He Yuelong, Peng Yunfeng, Wei Chuyong, Zheng Yuda, Yang Changcai, Zou Tengyue
College of Mechanical and Electrical Engineering, Fujian Agriculture and Forestry University, Fuzhou 350002, China.
Fujian Key Laboratory of Agricultural Information Sensoring Technology, Fujian Agriculture and Forestry University, Fuzhou 350002, China.
Plants (Basel). 2024 Sep 11;13(18):2556. doi: 10.3390/plants13182556.

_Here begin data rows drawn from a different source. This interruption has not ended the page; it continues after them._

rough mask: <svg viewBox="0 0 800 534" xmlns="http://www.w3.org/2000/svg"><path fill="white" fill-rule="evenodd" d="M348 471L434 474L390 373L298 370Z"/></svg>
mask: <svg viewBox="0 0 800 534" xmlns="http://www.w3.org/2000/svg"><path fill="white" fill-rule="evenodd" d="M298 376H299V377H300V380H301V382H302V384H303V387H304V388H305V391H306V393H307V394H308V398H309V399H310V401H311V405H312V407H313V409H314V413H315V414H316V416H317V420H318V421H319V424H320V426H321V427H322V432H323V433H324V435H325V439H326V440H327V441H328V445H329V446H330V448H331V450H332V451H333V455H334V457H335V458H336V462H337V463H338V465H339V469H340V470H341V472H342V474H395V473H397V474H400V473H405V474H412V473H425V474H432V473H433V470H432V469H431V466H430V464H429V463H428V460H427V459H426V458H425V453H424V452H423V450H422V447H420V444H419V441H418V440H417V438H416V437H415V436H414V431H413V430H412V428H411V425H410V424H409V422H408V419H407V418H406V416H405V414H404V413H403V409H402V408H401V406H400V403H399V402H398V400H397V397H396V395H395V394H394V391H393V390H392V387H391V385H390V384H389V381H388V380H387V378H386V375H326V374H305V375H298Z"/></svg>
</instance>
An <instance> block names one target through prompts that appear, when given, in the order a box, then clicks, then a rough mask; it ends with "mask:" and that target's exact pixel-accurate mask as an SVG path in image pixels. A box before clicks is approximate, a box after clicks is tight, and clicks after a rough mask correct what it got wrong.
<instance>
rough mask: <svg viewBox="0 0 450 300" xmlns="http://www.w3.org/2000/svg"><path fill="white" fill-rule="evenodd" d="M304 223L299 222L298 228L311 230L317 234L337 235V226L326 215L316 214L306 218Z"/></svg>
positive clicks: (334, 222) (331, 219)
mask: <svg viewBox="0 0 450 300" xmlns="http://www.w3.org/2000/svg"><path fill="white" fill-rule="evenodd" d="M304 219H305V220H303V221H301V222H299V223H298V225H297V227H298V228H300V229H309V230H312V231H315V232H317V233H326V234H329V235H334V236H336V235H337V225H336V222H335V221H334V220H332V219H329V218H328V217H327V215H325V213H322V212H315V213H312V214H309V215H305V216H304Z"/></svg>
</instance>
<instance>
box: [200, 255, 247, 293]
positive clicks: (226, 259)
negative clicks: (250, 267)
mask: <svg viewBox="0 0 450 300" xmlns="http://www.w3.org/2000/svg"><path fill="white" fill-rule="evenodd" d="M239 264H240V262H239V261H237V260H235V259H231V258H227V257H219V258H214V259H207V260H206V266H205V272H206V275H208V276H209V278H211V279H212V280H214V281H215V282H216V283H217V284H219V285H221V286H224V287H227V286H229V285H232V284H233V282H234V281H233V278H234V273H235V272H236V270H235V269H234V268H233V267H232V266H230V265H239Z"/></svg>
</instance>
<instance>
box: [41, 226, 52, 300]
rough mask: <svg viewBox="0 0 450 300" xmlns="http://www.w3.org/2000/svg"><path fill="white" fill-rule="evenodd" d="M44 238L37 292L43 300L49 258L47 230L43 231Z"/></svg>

Strawberries are susceptible to various diseases during their growth, and leaves may show signs of diseases as a response. Given that these diseases generate yield loss and compromise the quality of strawberries, timely detection is imperative. To automatically identify diseases in strawberry leaves, a KTD-YOLOv8 model is introduced to enhance both accuracy and speed. The KernelWarehouse convolution is employed to replace the traditional component in the backbone of the YOLOv8 to reduce the computational complexity. In addition, the Triplet Attention mechanism is added to fully extract and fuse multi-scale features. Furthermore, a parameter-sharing diverse branch block (DBB) sharing head is constructed to improve the model's target processing ability at different spatial scales and increase its accuracy without adding too much calculation. The experimental results show that, compared with the original YOLOv8, the proposed KTD-YOLOv8 increases the average accuracy by 2.8% and reduces the floating-point calculation by 38.5%. It provides a new option to guide the intelligent plant monitoring system and precision pesticide spraying system during the growth of strawberry plants.
草莓在生长过程中易受多种病害影响,叶片可能会出现病害症状作为反应。鉴于这些病害会导致产量损失并影响草莓品质,及时检测至关重要。为了自动识别草莓叶片上的病害,引入了KTD-YOLOv8模型以提高准确性和速度。采用内核仓库卷积来替换YOLOv8主干中的传统组件,以降低计算复杂度。此外,添加了三重注意力机制以充分提取和融合多尺度特征。此外,构建了一个参数共享的多样分支块(DBB)共享头,以提高模型在不同空间尺度上的目标处理能力,并在不增加过多计算量的情况下提高其准确性。实验结果表明,与原始的YOLOv8相比,所提出的KTD-YOLOv8平均准确率提高了2.8%,浮点计算减少了38.5%。它为草莓植株生长期间的智能植物监测系统和精准农药喷洒系统提供了新的选择。